Прошли не месяцы, а годы. Нелегкие годы скитаний. Мы вдвоем, вместе. Скоро появится третий — наш сын. Каким он будет?
Мне видятся светлые города, взметнувшиеся к небу лестницы, плывущие в голубизне чудесные корабли. Мысли о будущем, о сыне постепенно переходят в спокойный, на этот раз приятный сон.
Если ребенок спит на скамейке
1
Андрей Михайлович Саратовский заговорщицки подмигнул мне и предложил:
— Давайте убежим из кабинета.
Я понимающе кивнул головой. Мне очень нравится Саратовский, я просто покорен его «чудачествами», которые многих выводят из равновесия. Еще в начале беседы я заметил, что секретарь обкома слушает краешком уха.

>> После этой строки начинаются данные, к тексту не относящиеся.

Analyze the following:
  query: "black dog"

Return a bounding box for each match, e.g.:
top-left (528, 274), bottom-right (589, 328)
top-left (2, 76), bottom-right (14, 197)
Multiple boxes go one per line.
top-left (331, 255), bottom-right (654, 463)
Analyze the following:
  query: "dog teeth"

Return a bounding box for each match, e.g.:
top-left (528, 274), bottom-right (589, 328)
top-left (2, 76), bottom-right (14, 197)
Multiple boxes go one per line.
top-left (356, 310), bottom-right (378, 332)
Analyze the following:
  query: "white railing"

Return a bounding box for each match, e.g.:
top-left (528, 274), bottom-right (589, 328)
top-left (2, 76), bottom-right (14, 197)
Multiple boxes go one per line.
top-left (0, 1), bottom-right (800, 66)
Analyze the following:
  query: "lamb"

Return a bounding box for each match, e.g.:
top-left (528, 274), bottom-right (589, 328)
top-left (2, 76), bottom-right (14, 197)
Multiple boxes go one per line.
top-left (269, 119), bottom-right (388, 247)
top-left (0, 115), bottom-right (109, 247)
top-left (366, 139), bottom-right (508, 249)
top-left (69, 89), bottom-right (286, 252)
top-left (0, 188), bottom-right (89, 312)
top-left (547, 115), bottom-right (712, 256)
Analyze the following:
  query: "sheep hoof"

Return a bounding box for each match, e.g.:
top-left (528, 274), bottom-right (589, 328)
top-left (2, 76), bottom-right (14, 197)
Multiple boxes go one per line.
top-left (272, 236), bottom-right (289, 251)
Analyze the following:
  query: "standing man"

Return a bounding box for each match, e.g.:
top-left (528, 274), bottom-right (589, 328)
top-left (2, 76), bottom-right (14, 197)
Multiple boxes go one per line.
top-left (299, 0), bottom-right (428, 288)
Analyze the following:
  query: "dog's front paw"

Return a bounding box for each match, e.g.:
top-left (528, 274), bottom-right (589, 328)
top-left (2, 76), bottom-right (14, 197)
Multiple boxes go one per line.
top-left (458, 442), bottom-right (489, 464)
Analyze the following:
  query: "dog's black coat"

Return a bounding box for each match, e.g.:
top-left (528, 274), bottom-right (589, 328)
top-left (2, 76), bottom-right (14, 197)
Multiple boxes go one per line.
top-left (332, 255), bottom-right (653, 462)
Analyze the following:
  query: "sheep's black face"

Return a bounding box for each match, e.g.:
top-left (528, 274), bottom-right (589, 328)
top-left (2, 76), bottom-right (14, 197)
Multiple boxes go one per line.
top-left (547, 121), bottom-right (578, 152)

Я докладывал секретарю о том, как «Заря Немана» распространяет движение фронтовых бригад, обрушился на формализм, который допускают некоторые райкомы в этом важном деле.
Выходя из кабинета, Андрей Михайлович поддержал меня:
— Формализм и равнодушие — близкая родня. Очень близкая! Читаю ваши заметки. Фамилии, цифры — это тоже формализм. Цифры съедают человека. За процентами не увидишь самих соревнующихся. А теперь пойдем сюда.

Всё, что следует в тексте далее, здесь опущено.